Al subir la marea volvió el viento del mar. Eran las seis de la mañana. El tiempo apremiaba mucho, y John se dispuso a aparejar. Dio orden de levar el ancla, cuyas uñas, con los sacudimientos del cable, se habían incrustado profundamente en la arena. Sin cabrestante, fue imposible arrancarla no obstante una especie de cabria que improvisó Wilson con mucho ingenio.

Se invirtió una hora en vanas tentativas. John, que estaba muy impaciente, hizo picar el calabrote, abandonando el ancla, con lo que se privó de toda posibilidad de fondear en un caso urgente, si no era bastante la marea para ganar la costa. Pero no quiso perder más tiempo, y un hachazo puso la jangada a disposición del viento que tenía por auxiliar una corriente de dos nudos.

Se largó la vela y el aparato fue derivando lentamente hacia la tierra, proyectada en moles cenicientas sobre un fondo de cielo iluminado por el sol naciente. Se evitaron y doblaron diestramente todos los arrecifes. Pero con el viento del mar, no parecía que la jangada se acercase a la playa.

Sin embargo, a las nueve la tierra estaba a menos de una milla. Se presentaba erizada de rompientes, y era muy escarpada. Preciso fue descubrir un surgidero practicable. El viento se fue calmando poco a poco hasta que cayó enteramente. La vela inerte golpeaba el mástil y le abrumaba, por lo que John mandó cargarla. Únicamente quedó la marea para llevar la jangada a la costa, pero había sido necesario renunciar a dirigirla, y enormes olas contribuían a volver más y más perezosa su marcha.
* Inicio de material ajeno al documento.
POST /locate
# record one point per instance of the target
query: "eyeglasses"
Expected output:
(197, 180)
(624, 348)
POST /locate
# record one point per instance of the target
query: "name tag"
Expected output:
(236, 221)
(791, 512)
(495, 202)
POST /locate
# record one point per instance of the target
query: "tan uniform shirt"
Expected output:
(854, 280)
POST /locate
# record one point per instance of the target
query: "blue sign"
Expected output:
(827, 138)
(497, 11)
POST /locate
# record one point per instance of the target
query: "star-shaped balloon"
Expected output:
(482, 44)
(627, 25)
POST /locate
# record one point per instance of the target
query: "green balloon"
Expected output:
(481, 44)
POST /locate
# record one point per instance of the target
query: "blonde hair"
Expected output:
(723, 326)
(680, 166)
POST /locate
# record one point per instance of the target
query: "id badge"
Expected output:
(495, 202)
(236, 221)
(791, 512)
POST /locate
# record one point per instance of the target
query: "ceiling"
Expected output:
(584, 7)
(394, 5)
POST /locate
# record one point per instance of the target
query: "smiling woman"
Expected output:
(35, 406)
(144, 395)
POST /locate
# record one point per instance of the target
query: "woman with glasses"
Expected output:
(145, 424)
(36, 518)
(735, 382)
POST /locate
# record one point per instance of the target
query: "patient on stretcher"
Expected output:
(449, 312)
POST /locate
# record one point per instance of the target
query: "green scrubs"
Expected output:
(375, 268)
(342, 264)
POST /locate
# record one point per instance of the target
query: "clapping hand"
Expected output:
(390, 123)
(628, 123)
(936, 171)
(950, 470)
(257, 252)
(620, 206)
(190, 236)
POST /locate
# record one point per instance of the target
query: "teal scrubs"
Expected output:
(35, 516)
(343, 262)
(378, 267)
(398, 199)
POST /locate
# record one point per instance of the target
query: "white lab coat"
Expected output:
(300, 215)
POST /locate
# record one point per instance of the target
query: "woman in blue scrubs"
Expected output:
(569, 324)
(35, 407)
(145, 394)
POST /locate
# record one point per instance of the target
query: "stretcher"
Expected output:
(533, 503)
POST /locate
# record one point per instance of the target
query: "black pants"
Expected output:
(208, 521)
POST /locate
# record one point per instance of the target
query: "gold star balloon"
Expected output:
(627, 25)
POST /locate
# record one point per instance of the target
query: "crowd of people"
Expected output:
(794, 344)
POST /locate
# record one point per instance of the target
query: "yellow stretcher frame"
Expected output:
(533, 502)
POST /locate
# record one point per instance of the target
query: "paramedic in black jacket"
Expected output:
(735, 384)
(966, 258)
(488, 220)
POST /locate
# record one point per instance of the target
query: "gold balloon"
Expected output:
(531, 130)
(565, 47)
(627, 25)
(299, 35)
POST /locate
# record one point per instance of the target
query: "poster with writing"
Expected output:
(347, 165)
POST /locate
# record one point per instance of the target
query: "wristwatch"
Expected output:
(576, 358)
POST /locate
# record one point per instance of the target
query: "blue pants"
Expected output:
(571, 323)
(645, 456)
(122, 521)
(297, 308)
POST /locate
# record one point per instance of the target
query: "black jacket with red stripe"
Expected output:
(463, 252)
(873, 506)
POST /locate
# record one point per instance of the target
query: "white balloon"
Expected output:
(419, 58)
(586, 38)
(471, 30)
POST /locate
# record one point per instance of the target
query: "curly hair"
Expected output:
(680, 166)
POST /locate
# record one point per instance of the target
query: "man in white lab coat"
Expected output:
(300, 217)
A las diez, estaba sólo a tres cables de la playa. Y no había ancla para fondear. ¿Iban, pues, los viajeros a ser empujados mar adentro por el reflujo? John, con las manos crispadas, contemplaba aquella tierra inabordable.

Hubo un choque. La jangada se detuvo. Acababa de encallar en un banco de arena a 25 brazas de la costa.

Glenarvan, Roberto, Wilson y Mulrady se echaron al agua, y sujetaron la jangada por medio de amarras a los escollos próximos. Las viajeras, llevadas en brazos, alcanzaron la tierra sin haberse mojado ni un solo pliegue del vestido, y luego todos, con armas y víveres, pusieron los pies definitivamente en las terribles playas de Nueva Zelanda.